UN envoy flies to S. Sudan to negotiate peacekeeping operation details
By RODRIQUE NGOWI, Associated Press Writer
RUMBEK, Sudan, Jan 17, 2005 (AP) — The top United Nations envoy to Sudan was flying to the country’s southern rebel stronghold on Tuesday to negotiate the deployment of a peacekeeping force to back an accord that officially ended 21 years of civil war in the region, U.N. officials said.
Jan Pronk, who was expected to arrive Tuesday afternoon, is scheduled to meet with rebel leaders to hammer out details of the deployment before U.N. Secretary General Kofi Annan submits a report on the matter to the Security Council later this week, said U.N. spokeswoman Radhia Achouri.

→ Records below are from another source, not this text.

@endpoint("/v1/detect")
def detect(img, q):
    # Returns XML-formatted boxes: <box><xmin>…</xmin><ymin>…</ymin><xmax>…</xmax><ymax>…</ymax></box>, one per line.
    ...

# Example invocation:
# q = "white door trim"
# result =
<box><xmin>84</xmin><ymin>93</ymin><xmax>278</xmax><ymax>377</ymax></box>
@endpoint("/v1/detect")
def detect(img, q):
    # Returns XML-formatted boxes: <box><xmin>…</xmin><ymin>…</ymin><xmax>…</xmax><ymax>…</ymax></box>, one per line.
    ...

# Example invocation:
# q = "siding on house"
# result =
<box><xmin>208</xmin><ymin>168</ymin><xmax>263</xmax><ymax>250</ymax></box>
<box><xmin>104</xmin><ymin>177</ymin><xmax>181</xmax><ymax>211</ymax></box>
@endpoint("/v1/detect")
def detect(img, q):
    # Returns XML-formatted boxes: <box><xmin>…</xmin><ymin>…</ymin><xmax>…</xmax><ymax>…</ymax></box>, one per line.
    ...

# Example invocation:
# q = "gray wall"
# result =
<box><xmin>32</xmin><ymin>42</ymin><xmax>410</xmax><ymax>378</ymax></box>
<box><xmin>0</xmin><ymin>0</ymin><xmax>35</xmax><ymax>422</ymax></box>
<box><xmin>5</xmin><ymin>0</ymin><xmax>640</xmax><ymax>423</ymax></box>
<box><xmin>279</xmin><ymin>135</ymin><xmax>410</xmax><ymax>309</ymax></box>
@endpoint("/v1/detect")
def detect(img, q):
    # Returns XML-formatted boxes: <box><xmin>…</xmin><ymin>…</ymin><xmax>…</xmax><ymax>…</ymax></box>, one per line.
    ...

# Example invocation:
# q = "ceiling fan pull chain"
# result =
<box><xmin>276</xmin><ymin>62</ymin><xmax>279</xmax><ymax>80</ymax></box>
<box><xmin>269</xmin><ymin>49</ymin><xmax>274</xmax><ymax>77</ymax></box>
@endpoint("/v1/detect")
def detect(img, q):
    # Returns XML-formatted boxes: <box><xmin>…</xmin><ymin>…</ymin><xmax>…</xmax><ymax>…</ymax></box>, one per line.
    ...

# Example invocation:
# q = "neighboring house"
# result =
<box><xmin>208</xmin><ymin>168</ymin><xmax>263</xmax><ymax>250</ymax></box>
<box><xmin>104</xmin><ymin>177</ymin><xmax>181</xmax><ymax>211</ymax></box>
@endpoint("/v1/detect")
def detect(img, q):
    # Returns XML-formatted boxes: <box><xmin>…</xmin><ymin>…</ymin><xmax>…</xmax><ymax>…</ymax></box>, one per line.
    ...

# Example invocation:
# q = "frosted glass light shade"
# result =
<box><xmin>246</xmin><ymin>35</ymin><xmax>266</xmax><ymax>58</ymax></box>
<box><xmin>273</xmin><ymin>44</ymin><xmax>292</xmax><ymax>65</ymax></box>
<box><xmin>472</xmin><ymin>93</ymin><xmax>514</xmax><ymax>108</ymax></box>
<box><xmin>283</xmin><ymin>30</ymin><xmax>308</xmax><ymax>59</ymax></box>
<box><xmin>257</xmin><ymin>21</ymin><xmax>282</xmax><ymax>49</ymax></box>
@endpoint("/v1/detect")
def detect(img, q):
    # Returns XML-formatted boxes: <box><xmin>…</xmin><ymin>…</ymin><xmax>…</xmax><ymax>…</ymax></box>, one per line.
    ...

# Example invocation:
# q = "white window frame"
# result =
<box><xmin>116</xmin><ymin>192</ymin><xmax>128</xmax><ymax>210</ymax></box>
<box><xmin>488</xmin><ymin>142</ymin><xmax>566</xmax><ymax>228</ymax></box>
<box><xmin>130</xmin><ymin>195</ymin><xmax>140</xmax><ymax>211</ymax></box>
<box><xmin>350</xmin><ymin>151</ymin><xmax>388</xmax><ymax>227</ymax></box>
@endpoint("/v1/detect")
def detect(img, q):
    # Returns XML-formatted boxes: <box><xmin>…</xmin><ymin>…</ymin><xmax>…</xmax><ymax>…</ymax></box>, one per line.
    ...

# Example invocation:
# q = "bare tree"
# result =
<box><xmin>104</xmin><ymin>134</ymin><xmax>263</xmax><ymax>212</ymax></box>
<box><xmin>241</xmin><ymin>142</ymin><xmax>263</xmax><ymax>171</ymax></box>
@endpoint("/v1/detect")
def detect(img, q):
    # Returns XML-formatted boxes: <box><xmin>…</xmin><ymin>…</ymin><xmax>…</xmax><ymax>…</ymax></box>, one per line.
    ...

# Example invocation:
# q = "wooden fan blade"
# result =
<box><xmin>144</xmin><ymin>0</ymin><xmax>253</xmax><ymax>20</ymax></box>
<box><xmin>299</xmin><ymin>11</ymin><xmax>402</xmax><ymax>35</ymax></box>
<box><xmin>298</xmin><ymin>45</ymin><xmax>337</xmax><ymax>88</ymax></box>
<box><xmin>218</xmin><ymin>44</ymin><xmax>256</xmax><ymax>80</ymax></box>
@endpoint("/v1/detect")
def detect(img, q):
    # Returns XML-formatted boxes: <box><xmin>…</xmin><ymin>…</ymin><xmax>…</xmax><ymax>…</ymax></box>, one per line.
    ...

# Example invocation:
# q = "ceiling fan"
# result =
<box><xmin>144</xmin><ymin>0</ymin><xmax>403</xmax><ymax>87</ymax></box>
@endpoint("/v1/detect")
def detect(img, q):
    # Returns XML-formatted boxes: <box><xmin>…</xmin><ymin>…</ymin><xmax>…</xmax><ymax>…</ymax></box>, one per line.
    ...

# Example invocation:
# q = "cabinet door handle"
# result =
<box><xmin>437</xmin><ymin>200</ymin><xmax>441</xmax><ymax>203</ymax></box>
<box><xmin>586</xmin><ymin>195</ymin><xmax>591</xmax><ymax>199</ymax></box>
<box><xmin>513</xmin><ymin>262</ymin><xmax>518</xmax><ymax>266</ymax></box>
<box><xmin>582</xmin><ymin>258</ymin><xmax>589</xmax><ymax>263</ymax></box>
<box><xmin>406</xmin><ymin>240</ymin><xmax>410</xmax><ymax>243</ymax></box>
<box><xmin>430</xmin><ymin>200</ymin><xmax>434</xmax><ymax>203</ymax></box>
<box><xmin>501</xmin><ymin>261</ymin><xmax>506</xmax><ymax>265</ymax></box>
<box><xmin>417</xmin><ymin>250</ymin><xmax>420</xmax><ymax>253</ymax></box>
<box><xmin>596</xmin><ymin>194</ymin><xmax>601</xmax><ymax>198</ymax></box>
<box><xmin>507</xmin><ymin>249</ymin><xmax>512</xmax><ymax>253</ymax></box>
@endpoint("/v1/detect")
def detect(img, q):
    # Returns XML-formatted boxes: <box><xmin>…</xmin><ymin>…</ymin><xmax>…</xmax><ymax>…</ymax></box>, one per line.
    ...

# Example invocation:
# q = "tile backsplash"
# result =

Pronk is pressing rebels to authorize U.N. troops to carry weapons, and to enter and leave the region without applying for permits, U.N. officials said. Rebel officials declined to comment before the meeting.
This will be the first time Pronk meets with the rebel Sudan People’s Liberation Movement since the group signed a peace deal with the Khartoum-based government on Jan. 9 in neighboring Kenya. Under the deal, former rebels are expected to lead a new government for the autonomous south and hold 30 percent of national posts.
Pronk will be accompanied by the U.N. force commander, a legal adviser and a political affairs officer at the talks in this arid, dusty town that was captured by the rebels in 1997, U.N. officials said.
Sudan’s two-decade civil war pitted the government, led by Arab Muslims who dominate the north, against rebels made up mainly of black Christians and animists, who are the majority in the south. The conflict is blamed for more than 2 million deaths, primarily from war-induced famine and disease.
U.N. and U.S. officials hope a solution to the civil war in the south will help end a separate conflict between government-backed forces and rebels in the western Darfur region, which has killed an estimated 70,000 and chased nearly 2 million from their homes.